The dying cat was my idea. So was the creepy old guy in the library. I was especially proud of that one. An elderly Romanian man had a part to play in this Hollywood movie because I said so. But I wasn’t on set the day they shot his scene, and he never knew who I was. He never saw me and he never heard my name.
I was hired to fix the script five weeks before production was to start in Bucharest. It was a mess, the script, but they werenʼt moving that start date. And I should say that the mess wasn’t the credited writerʼs fault. He was a hired gun too, and it was a hopeless idea to begin with, and there were too many cooks. There always are.
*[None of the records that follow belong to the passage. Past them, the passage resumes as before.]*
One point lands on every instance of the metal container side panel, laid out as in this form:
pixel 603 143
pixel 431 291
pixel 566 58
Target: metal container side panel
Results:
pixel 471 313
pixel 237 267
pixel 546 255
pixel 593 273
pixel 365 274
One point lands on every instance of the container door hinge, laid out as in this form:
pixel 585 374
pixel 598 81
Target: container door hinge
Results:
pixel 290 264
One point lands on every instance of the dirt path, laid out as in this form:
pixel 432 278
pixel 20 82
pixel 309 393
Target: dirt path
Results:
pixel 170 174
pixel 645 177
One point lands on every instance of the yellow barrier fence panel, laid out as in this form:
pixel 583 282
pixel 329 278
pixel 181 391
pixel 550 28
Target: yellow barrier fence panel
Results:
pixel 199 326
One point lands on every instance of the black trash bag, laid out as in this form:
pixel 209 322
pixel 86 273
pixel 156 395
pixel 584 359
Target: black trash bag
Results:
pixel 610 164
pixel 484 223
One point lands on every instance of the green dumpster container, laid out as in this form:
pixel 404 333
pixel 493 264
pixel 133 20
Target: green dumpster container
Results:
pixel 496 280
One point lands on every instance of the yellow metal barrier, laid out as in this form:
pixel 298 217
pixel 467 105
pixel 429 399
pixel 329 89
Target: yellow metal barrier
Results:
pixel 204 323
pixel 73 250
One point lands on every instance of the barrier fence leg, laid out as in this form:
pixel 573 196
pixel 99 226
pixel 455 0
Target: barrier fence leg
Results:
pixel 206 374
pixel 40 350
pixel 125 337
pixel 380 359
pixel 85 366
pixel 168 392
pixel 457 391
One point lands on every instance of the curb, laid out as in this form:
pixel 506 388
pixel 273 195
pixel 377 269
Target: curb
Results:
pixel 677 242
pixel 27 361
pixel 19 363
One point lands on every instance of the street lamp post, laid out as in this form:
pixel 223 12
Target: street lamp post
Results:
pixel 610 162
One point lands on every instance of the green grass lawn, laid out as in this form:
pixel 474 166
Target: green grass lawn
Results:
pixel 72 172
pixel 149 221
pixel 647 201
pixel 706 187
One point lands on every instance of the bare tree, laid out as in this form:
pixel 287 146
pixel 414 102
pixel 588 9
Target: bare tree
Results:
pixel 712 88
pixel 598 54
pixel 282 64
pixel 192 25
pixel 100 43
The Studio Boss took a disconcerting shine to me. I never saw him, and he never saw me. He was a manic voice on the phone, a voice that shot a bolt of terror up many a spine, a voice that turned blood cold. But so far not mine. He had me call him at his motherʼs house on Passover. She sounded like a nice old lady. He picked up the phone and told me he talked to Stephen King about me. He promised me the job of writing the Studioʼs next big horror movie. He said heʼd make me a star, and this man had made stars out of writers before. He asked me how much I was getting paid for this job, and when I told him, he declared that he was giving me a $25,000 bonus. I called my parents: “You might not have to worry so much anymore.” I deserved this. I was good at my job, and it was finally being recognized.
At the Bucharest Hilton, the director and the actors and I sat around a table and read through the script. At some point I made a joke at which everyone laughed (at least thatʼs my memory of it). In Los Angeles, I was not on level ground with these people. But being shipped off to a foreign country together, I was finding, has a way of flattening things out.
In a car on the way to the set one morning, the Starlet thanked me for putting a head on her characterʼs shoulders. She was worried about this movie. I wanted to tell her she should be worried. I wanted to say what everyone knew, which was that the movie was going to be terrible, an embarrassment, and there was nothing any of us could do about it now. But I kept my mouth shut. One day, I told myself, weʼll talk about this and weʼll laugh.
The original script had called for a cat to leap out at her in the dark at a critical moment. Offended by the cliche and convinced it would get a laugh if it got anything, I instead had our girl hear something and open a closet door and find the cat crying and writhing on the floor, mangy and starving and near death (this actually made some sense in context). I didnʼt think anyone would go for it, after all the ideas Iʼd had that were shot down. But this one survived. Iʼm pretty sure that cat was the best work the effects guys did on the project, and I bet they would agree. That cat was a horrible sight.
Iʼd been in Bucharest for two weeks when the Actor told me he was in the process of scoring some drugs. He was working on it, he said. I told him I wanted in. He might have high-fived me. This was all turning out better than I could have ever imagined.
Tragically, I never got to do those drugs. The next day a sheepish producer told me I was getting sent home. I pulled my hat low, said goodbye to no one, and vanished into the Bucharest night. The adventure was over. There was no reason why. When I saw the Actor at the premier, he said: “We were all like, ʻWhere did he go!?ʼ” The Starlet gave me a hug. She was still worried. She neednʼt have been, though the movie is indeed terrible. Her career has done just fine.
I was a ghost on this film, lurking in the shadows on the edges of the set. I didnʼt really exist. I am unknown to the credited writer, unknown to the audience in the theater, unknown to IMDb. But the dying cat was my idea.